I just bought a 7MM Mag and I was shooting 140 grain Nosler Partitions and I just put a small towel on my shoulder. After I got it sighted in I then shot it without to make sure I was still on the mark at 200 yards. When you finally get that brute in your scope hairs, make sure you let that gun kick you hard, because you wont feel a thing. Just use a towel until you are ready for the real deal. 

just my 02


----------



## Basscat (Sep 13, 2000)

So many replies. Well I haven't spent a dime on taming it yet. I keep hearing all the plus's and minus's. Has anyone tried the recoil pad by limb saver?


----------



## Swamp Monster (Jan 11, 2002)

I haven't yet but would like to. If they are anywhere near as effective as there archery products, then they should be excellent. Limb savors have basically revolutionized the archery world so their products are top notch. The Pachymyer mentioned in a few previous posts are also excellent....everyone I know that has tried one has been satisfied.

For such a little cost and easy install, I would go that route first, you can still always go ahead and get the barrel work if you feel it's necessary. 

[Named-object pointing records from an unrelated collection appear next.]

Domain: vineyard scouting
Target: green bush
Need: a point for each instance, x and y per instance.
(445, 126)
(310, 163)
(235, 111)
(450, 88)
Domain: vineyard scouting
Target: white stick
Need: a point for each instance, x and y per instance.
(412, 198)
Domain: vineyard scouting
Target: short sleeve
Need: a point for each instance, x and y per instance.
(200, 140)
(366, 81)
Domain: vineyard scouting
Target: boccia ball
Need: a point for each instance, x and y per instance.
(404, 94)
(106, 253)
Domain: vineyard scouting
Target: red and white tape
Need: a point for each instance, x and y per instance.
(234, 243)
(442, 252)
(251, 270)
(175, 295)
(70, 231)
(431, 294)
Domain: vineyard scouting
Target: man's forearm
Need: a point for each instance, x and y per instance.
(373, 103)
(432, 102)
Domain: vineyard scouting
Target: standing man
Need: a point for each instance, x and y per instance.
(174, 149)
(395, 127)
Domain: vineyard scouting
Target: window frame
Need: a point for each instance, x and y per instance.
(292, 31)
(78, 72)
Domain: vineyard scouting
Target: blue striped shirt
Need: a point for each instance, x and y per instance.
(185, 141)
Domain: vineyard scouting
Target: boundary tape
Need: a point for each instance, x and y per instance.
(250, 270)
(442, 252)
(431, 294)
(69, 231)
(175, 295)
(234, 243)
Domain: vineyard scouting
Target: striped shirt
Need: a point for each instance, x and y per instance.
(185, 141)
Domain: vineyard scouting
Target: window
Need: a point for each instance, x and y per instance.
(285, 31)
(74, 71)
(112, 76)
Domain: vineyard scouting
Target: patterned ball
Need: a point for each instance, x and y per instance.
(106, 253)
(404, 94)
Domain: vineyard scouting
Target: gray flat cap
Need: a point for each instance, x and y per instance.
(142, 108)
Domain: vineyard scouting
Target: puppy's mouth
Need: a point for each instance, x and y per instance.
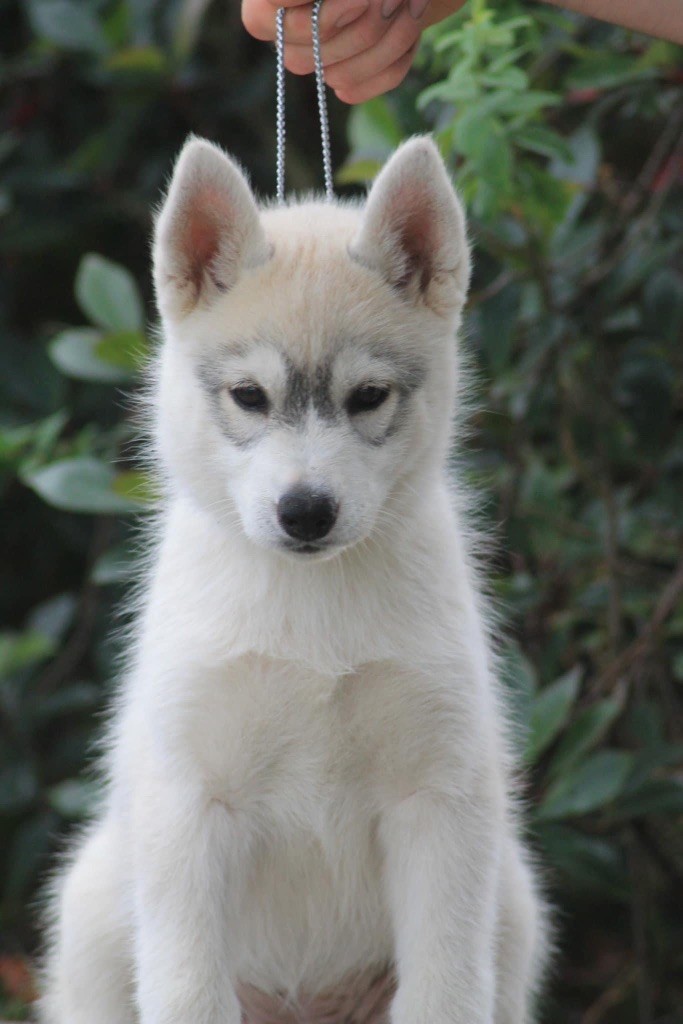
(312, 552)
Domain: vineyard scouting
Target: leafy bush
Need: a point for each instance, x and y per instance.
(574, 322)
(563, 136)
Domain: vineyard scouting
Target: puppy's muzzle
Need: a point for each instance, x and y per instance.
(306, 515)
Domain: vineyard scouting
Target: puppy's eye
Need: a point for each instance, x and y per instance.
(250, 397)
(366, 398)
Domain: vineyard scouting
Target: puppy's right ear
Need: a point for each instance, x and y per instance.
(207, 232)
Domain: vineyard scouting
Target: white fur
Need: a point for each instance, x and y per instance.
(307, 768)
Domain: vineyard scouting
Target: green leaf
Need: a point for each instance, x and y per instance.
(139, 486)
(588, 862)
(69, 700)
(550, 711)
(583, 734)
(68, 24)
(374, 129)
(126, 350)
(658, 796)
(18, 787)
(117, 565)
(518, 677)
(596, 782)
(76, 353)
(138, 59)
(75, 799)
(22, 650)
(356, 172)
(81, 484)
(108, 294)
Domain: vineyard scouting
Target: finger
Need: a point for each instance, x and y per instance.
(402, 35)
(384, 82)
(335, 14)
(364, 34)
(259, 19)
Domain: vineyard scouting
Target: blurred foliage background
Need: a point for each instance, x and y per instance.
(565, 138)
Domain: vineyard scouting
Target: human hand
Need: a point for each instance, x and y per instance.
(367, 45)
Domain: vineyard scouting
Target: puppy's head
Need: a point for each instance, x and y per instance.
(309, 357)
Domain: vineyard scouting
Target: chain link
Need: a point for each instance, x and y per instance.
(322, 102)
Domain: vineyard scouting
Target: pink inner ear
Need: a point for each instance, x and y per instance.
(417, 231)
(204, 224)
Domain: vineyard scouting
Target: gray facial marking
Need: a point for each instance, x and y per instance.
(209, 377)
(305, 389)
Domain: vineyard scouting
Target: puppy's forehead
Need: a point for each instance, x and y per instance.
(338, 361)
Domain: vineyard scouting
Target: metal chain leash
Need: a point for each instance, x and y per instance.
(322, 102)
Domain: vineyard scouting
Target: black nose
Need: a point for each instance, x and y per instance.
(306, 515)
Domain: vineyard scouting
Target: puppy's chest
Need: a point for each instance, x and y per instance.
(278, 738)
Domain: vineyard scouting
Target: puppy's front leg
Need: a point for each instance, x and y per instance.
(441, 864)
(186, 857)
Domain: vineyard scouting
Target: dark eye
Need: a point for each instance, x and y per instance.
(251, 397)
(366, 398)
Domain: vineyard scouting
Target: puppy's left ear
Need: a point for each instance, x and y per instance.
(208, 230)
(414, 229)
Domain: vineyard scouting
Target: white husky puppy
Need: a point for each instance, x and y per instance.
(308, 807)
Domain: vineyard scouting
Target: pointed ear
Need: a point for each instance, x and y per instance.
(414, 229)
(207, 232)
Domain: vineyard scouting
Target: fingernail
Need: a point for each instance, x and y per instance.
(417, 8)
(351, 14)
(389, 7)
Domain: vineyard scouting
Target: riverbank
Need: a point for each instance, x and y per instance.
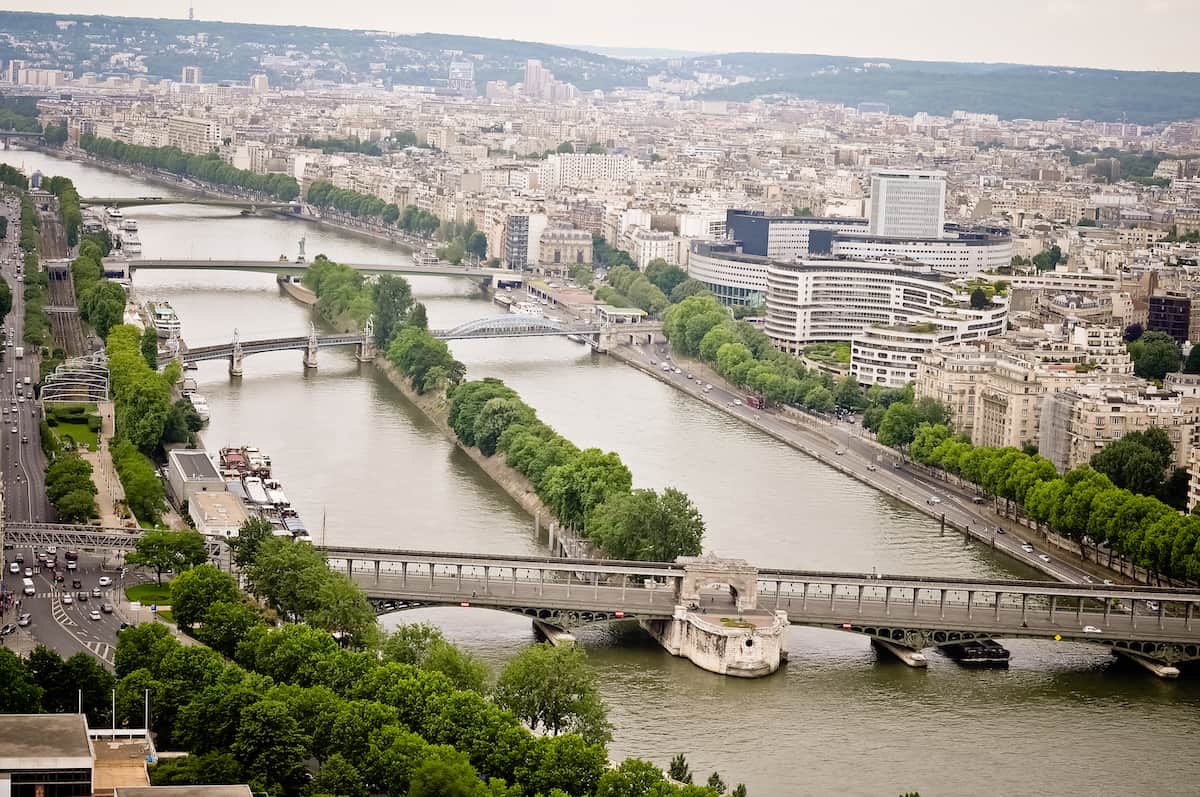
(334, 221)
(520, 489)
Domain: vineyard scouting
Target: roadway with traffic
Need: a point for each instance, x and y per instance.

How does the gun fit? Are you using high rings for a big 50mm objective scope? Sometimes those high rings cause you to lift your head just a bit, but just enough to make recoil feel worse. I've seen many examples of this and it's exagerated when you are shooting from a bench. Have you shot this gun off-hand yet are maybe from a standing bench?


----------



## Rico (Mar 15, 2001)

Another vote vote against the brake. I picked up a 30-06 w/ the boss system a few years back. I didn't know any better at the time. I figured that one shot in the woods would not be that bad. WRONG! Upon my return home I ordered up the boss system with out the brake. My vote goes to the grin and bear method. Meaning that just except the punishment the gun delivers while you maintain your control to put the bullet where it counts. If you have your mind set about keeping the 270wsm try the other methods described. DO NOT DO ANY BRAKE! You'll hate it in the field. Good luck!


----------



## Basscat (Sep 13, 2000)

The gun fits real nice. I have a set of medium rings with a 40mm scope. I am going to try a different recoil pad on it first. Probably wont get to try it out for another week. Lots of rain in the forecast for the next few days. Before I decide on a brake, I will find someone that has one that I can shoot and decide if that is the way for me to go.

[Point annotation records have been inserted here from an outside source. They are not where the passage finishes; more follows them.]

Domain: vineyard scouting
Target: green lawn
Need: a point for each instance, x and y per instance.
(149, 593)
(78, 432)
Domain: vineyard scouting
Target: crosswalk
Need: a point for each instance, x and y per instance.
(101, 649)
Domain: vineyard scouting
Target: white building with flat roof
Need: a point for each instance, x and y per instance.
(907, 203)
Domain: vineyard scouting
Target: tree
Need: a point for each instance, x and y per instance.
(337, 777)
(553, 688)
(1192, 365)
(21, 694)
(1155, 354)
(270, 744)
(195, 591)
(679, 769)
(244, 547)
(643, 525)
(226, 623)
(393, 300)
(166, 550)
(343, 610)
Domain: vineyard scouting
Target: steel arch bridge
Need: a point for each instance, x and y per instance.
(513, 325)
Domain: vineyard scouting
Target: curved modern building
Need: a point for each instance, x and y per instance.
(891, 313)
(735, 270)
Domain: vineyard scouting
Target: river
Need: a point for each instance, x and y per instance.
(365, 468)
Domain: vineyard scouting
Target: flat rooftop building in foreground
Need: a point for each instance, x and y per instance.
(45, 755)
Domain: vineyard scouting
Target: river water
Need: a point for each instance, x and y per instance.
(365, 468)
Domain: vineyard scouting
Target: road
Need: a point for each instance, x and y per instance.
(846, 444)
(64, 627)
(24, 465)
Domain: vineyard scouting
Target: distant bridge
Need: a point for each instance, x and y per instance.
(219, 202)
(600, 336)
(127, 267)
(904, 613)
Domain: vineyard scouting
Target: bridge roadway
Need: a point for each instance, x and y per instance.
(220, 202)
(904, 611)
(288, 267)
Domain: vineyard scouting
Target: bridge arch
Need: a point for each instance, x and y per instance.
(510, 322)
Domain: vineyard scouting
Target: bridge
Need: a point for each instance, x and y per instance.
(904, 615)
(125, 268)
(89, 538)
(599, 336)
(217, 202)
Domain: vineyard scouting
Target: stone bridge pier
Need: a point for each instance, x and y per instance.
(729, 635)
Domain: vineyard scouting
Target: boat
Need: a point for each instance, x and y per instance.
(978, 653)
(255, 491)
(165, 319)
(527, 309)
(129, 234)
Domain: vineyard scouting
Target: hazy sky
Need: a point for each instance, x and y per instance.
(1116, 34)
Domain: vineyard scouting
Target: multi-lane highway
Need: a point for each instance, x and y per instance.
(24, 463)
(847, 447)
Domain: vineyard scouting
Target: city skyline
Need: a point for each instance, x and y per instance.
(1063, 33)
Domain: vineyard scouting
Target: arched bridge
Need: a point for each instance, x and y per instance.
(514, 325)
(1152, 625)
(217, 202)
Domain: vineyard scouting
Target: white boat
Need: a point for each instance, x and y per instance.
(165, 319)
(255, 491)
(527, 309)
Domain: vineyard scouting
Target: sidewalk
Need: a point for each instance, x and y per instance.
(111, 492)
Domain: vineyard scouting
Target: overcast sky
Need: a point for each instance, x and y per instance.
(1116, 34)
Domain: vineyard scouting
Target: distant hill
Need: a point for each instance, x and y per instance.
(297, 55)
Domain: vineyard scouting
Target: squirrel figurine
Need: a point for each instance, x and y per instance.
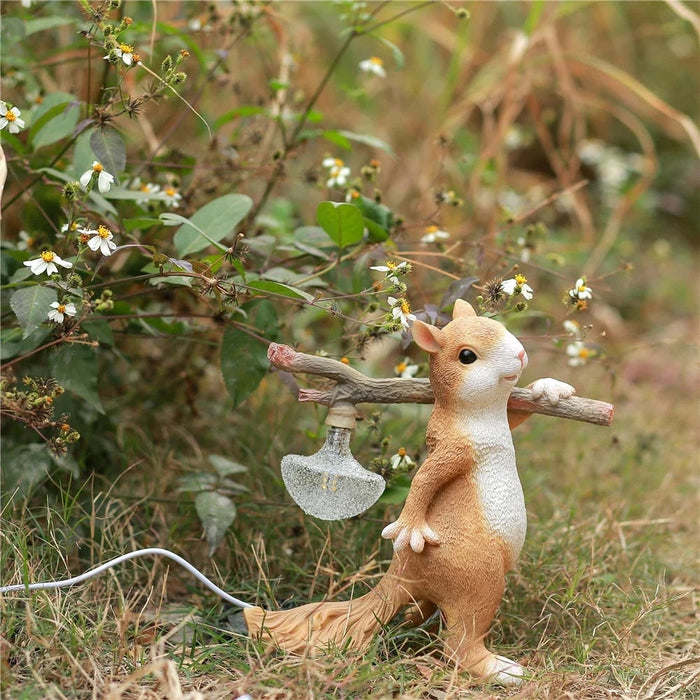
(463, 523)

Once again, thanks for all the input.


----------



## TSS Caddis (Mar 15, 2002)

Definetly replace the recoil pad with a Pachmeyer and if that doesn't work, I'd do like Robert McCoy suggested and restock it with a heavier stock.

This weekend I was able to break in a .416 Rigby that I just bought and had no recoil problems. Of course the first thing I had done was have the recoil pad replaced. The gun also weighs 9.5lbs not scoped.

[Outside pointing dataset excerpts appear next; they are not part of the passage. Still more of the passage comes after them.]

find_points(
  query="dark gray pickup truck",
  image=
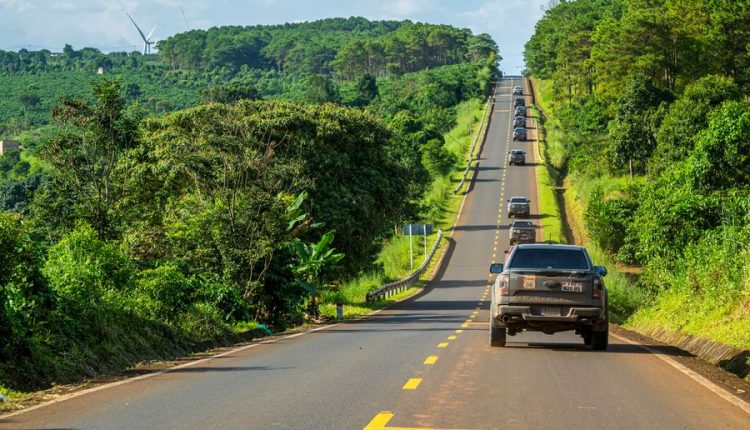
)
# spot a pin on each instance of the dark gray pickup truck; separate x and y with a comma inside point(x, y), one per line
point(549, 288)
point(522, 231)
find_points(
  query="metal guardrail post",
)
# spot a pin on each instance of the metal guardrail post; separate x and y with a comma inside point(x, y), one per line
point(395, 287)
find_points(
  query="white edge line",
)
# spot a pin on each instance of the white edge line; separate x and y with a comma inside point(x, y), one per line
point(724, 394)
point(73, 395)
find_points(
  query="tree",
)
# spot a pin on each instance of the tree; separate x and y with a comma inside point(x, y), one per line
point(688, 116)
point(367, 90)
point(87, 153)
point(320, 89)
point(29, 100)
point(722, 155)
point(438, 160)
point(638, 117)
point(229, 93)
point(313, 259)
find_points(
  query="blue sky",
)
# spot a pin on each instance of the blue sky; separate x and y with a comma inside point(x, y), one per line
point(37, 24)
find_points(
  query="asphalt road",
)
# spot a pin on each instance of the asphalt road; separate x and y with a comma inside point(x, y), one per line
point(424, 363)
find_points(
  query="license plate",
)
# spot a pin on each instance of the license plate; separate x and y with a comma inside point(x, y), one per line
point(572, 287)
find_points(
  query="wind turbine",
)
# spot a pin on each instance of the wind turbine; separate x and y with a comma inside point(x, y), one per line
point(146, 39)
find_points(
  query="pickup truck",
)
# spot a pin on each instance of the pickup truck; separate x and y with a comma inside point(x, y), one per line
point(549, 288)
point(522, 231)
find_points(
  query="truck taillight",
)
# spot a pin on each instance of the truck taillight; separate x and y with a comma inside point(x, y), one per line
point(504, 285)
point(596, 292)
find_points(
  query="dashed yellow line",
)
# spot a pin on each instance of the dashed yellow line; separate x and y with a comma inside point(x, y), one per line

I'm really leaning toward the gun being to light, since I've never heard of anyone having problems taking recoil from a .270. What does it weigh?


----------



## Sarge (Apr 25, 2000)

every suggestion will help and some will make a noticeable difference. The real answer though is what Hunter 333 said. Just shoot it a lot. 

In the beginning shoot only until its a little uncomfortable, then go back as soon as humanly possible and shoot a couple more rounds than you did the first time. Keep that up and you be shooting a hundred rounds without severe pain. You can do all the other things too, but the answer is to make your shoulder able to take it. That just comes with repetition. 

Dont shoot while you are still hurting from the last shoot though. That can do nothing good. It won't condition your shoulder and it won't give you useful practice. You'll be practicing how to flinch real good and shoot ok. When the goal is to shoot real good without flinching at all. 

The up side, is that you get to go to the range real regular. That can't be a bad thing no matter how you look at it.


----------



## dogjaw (Nov 8, 2000)

Install a Pachmyer Decelerator recoil pad. My brother-in-law has a single shot 12 ga that I shot a single slug out of. In 2 words, it hurt. I put the gun down. He wouldn't even try it after watching me. He came back a week later with a Pachmyer Decelerator pad installed on it. Shot 5 slugs through it without a flinch. Best money he ever spent.


----------